I’m beginning to think that I should have named this blog “Lessons from a Baby” instead; who would have guessed I could learn so many? Yesterday we had a lesson in patience – a 2 hour wait in a doctor’s waiting room. (Is that why they call them that?)
Paul, of course, was reasonably good in the waiting room. He had Mommy and Daddy, a few nice toys, a doting aunt, and a quiet room. When he was hungry, he got to eat, and there were usually interesting people to talk to. What more could a baby want?
The office staff, of course, commented on how ‘good’ he was, and one made the comment that he was “a lot more patient than some of our adult patients”. (Is that why they call them that?)

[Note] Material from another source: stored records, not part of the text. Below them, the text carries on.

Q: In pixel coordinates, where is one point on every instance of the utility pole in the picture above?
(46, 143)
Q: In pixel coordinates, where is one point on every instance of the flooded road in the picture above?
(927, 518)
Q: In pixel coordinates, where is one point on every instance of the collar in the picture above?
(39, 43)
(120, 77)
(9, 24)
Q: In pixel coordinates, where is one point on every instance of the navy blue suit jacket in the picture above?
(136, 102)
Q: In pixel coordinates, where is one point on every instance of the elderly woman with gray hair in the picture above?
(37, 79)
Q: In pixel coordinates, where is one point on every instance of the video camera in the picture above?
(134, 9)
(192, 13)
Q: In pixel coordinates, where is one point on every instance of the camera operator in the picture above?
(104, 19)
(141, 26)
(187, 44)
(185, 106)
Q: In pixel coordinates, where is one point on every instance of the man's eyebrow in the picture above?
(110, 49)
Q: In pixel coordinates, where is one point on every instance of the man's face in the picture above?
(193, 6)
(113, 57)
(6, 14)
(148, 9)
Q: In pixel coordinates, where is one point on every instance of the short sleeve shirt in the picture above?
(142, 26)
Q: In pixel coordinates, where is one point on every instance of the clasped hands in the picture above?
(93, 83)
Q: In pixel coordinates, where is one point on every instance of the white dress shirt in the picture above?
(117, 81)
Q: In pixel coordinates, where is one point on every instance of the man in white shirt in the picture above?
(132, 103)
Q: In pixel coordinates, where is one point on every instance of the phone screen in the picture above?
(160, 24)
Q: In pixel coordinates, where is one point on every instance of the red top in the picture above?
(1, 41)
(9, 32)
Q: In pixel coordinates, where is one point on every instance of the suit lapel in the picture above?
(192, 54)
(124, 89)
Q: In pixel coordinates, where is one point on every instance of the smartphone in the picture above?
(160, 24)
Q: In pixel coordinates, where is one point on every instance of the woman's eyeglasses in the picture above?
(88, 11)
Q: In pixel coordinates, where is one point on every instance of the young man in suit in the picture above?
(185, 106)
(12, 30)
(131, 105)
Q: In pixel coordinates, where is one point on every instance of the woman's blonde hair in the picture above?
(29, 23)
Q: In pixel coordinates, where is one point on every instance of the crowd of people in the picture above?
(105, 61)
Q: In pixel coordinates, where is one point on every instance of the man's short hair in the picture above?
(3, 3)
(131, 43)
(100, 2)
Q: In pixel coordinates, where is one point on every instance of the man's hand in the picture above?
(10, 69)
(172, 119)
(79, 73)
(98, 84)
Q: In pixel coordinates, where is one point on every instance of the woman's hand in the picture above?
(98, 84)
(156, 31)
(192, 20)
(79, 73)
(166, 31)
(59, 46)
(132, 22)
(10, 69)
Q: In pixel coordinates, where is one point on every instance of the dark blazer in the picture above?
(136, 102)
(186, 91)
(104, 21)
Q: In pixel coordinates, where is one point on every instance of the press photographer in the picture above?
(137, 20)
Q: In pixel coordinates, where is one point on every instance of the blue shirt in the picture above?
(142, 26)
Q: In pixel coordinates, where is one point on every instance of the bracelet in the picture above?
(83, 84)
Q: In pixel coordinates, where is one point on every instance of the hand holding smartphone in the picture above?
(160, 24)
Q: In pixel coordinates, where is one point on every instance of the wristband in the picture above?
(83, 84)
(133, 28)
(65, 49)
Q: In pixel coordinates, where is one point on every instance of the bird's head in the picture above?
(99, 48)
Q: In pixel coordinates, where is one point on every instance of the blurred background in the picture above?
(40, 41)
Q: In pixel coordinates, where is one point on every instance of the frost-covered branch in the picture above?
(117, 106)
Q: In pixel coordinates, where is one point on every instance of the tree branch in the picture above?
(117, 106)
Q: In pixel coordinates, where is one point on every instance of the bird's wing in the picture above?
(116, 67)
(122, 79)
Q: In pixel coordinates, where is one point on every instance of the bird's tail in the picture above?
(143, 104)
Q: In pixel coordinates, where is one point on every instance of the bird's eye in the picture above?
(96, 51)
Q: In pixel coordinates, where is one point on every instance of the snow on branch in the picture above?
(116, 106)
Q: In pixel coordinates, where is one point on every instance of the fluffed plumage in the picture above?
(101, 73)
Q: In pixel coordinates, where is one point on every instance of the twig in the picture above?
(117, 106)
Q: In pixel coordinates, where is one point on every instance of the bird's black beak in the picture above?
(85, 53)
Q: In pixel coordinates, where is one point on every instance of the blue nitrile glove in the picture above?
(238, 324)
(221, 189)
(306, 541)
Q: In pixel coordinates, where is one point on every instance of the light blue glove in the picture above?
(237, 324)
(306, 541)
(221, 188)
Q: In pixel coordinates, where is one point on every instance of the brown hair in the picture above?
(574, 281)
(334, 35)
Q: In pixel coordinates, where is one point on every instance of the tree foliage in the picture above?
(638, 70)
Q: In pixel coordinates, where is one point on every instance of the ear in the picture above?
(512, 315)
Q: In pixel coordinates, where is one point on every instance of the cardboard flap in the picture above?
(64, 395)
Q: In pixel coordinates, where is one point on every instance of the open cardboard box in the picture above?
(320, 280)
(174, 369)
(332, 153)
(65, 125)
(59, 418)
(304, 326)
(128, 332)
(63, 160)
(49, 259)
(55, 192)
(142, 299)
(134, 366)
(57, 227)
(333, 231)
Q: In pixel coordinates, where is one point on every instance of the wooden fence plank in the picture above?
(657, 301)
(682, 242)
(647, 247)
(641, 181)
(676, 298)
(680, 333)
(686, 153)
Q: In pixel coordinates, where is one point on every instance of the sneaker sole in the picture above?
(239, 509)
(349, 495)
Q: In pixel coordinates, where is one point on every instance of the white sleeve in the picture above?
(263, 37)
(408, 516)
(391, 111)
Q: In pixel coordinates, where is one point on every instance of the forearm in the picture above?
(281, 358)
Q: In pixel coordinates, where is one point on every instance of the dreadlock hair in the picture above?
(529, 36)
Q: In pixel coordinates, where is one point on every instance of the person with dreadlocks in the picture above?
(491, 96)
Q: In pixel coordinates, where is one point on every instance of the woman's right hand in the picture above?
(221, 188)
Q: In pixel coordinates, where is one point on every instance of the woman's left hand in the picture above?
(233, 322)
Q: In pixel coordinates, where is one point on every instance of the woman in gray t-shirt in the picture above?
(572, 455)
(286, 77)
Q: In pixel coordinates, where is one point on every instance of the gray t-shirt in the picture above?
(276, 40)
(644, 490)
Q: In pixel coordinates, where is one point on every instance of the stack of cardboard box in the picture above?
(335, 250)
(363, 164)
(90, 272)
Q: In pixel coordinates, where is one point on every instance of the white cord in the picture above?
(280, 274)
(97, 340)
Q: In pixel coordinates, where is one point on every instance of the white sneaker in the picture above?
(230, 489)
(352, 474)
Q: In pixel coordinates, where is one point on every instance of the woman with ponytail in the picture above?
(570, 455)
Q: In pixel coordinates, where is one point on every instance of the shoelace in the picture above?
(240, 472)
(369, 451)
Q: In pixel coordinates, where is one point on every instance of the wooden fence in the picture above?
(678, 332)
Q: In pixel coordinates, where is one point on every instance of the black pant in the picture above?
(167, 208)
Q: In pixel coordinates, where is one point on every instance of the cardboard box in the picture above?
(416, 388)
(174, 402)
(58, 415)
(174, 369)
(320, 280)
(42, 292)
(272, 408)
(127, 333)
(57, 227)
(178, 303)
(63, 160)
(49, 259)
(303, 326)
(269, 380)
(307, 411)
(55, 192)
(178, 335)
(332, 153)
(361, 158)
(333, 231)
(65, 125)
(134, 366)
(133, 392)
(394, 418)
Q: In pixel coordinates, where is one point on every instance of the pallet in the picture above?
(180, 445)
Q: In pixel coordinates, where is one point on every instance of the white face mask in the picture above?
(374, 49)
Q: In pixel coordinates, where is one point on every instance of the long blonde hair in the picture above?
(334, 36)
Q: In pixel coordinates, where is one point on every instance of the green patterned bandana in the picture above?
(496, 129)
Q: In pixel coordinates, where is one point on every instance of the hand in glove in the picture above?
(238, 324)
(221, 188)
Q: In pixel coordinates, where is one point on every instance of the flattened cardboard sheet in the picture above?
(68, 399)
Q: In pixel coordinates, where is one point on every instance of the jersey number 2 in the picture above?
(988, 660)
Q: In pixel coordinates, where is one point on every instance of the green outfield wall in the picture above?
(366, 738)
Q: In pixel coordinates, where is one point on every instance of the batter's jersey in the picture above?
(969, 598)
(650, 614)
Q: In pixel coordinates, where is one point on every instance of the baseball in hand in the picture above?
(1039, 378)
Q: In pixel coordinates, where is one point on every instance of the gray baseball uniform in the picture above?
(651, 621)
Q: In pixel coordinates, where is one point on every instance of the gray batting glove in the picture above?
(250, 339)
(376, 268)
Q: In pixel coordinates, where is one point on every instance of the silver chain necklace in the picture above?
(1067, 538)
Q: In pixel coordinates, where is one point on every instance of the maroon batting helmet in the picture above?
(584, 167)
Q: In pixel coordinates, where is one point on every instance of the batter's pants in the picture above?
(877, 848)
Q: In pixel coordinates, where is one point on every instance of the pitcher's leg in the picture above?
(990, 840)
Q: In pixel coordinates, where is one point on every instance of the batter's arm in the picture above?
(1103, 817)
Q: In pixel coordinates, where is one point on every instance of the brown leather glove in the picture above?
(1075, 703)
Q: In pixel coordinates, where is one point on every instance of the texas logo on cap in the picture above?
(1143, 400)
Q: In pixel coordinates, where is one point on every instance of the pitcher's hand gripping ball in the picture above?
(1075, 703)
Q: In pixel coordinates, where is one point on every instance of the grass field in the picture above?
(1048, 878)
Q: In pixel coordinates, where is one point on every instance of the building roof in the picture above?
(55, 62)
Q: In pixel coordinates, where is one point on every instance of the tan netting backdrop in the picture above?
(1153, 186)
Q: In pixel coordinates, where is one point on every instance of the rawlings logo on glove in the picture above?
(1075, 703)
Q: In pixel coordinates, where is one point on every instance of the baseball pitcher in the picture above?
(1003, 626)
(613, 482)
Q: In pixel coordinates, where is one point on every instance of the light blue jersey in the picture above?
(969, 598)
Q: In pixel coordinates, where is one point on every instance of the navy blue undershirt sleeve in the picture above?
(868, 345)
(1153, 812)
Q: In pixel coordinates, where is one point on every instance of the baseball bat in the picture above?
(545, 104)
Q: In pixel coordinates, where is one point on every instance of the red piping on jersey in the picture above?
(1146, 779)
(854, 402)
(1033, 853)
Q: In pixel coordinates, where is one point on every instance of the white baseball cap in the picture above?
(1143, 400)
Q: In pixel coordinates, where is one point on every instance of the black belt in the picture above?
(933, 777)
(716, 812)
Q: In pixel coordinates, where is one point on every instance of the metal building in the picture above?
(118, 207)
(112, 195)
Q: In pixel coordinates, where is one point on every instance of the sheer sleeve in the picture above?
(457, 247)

I thought to myself, of course he is! There was nothing at all to make him unhappy or uncomfortable, (it is really a very nice waiting room) and, perhaps more pertinent, he had no expectations – of how long he would be there, of things he intended to get done afterwords, of what would happen that afternoon at all. He was being a baby and living in the moment.
My mother always said that it was Expectations – with a capital E – that made a lot of life’s disappointments and frustrations. If you did not Expect a certain thing, she would tell us, you would not have trouble being content when it did not come.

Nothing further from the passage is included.